Embora o conceito seja cada vez mais popular, as caixas são utilizadas com pouca frequência. Desde a fundação da Safe Haven Baby Boxes, cerca de 62 bebés foram deixados nas caixas, em contraste com mais de 230 entregas presenciais facilitadas pela linha de apoio da mesma organização.
Muitos grupos que promovem a entrega segura de bebés manifestam-se contra as caixas, defendendo que estas não enfrentam as causas profundas do abandono infantil. A National Safe Haven Alliance, por exemplo, oferece apoio durante e após a gravidez, e considera que as caixas são uma solução medieval para um problema social moderno.
Organizações como a A Safe Haven for Newborns, na Florida, enfatizam a importância do contacto humano. O fundador, Nick Silverio, recorda à Time casos em que uma simples conversa ajudou mães em crise a reconsiderar a entrega dos seus filhos. Em duas décadas, a instituição ajudou várias mulheres a recuperar os bebés depois de encontrarem apoio familiar ou material.
Nos Estados Unidos, o modelo das “baby boxes” contrasta com o de outros países, como a Alemanha, onde os programas equivalentes incluem contacto humano e acompanhamento. Nesses casos, as mães são encorajadas a regressar mais tarde, e cerca de metade acaba por fazê-lo.
Parto confidencial
Uma das alternativas às caixas para bebés é o parto confidencial, um sistema que permite à mulher manter o anonimato enquanto recebe cuidados médicos adequados durante a gravidez e o parto. Neste modelo, a mãe pode dar à luz num hospital de forma segura, com acompanhamento psicológico e social, e depois decidir se quer entregar ou não o bebé, de forma a que tenha tempo e apoio para ponderar a decisão.
Nos EUA, a implementação de um modelo deste tipo enfrenta obstáculos logísticos e legais, uma vez que os custos hospitalares têm de ser atribuídos a uma pessoa ou entidade, o que pode comprometer o anonimato.
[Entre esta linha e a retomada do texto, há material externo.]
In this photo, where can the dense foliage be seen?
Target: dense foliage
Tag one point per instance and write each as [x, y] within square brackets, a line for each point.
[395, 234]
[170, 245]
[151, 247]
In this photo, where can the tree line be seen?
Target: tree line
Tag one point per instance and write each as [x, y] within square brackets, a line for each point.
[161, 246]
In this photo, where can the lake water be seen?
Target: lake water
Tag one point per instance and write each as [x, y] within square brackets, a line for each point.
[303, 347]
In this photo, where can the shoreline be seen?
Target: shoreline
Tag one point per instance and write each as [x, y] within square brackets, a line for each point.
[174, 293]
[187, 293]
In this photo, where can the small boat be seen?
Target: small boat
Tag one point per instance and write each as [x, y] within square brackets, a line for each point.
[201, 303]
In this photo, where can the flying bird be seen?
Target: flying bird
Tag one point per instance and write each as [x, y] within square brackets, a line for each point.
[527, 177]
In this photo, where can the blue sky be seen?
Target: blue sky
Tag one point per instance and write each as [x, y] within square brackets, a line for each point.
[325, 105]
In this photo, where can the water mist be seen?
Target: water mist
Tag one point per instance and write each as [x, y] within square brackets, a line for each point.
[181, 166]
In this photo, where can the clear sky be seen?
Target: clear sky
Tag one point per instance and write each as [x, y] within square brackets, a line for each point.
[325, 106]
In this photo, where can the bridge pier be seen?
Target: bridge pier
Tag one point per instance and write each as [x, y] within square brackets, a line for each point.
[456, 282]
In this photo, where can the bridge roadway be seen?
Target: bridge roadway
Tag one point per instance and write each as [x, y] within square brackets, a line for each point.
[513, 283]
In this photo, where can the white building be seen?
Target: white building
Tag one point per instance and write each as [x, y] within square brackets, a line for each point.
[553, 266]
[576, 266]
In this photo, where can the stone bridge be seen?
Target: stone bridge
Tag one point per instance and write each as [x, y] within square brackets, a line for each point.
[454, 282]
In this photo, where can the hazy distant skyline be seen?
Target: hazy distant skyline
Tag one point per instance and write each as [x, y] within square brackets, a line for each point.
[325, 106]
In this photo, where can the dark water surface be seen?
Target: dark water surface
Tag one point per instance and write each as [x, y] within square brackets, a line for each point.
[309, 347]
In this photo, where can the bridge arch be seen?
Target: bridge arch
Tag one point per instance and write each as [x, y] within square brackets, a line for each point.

A Alemanha foi um dos primeiros países a adotar esta abordagem, em 2014, depois de considerar que as entregas anónimas privavam as crianças do direito de conhecer a sua origem. A lei alemã prevê que a mãe possa contactar uma linha direta e ser acompanhada por um conselheiro, a quem fornece o seu nome verdadeiro - informação que é mantida confidencial, mas que pode ser acedida pelo filho ao atingir a maioridade. O sistema também prevê a possibilidade de a mulher recuperar a custódia da criança, caso assim o deseje.
Nos EUA quase todas as caixas para bebés são produzidas e instaladas por uma única organização sem fins lucrativos com sede em Indiana: a Safe Haven Baby Boxes. O dispositivo consiste numa gaveta com temperatura controlada embutida na parede de um edifício, com instruções e contactos visíveis no exterior, incluindo o número de uma linha de emergência gerida pela própria organização.
O sistema é simples: quando alguém abre a gaveta e coloca o bebé no interior da caixa são acionados três alarmes independentes para alertar os serviços de emergência. No interior existe também um saco com informações sobre direitos parentais e cuidados pós-parto.
A empresa foi fundada em 2015 por Monica Kelsey, antiga médica e mulher adotada, que teve a ideia depois de ver um sistema semelhante na África do Sul. Kelsey, que descobriu ter sido concebida na sequência de uma violação e abandonada à nascença, afirma querer garantir a outras crianças a mesma oportunidade que teve.
Em 2020 existiam apenas 29 caixas em todo o país e atualmente o número é mais de dez vezes superior. Esta rápida expansão deve-se, em grande parte, ao ativismo pessoal de Kelsey nas redes sociais e à colaboração de representantes locais.
Em 2024 foram entregues 156 bebés de forma legal ao abrigo das normas de refúgio seguro nos Estados Unidos, enquanto 39 foram abandonados de forma ilegal ou insegura - uma redução significativa em relação a 2004.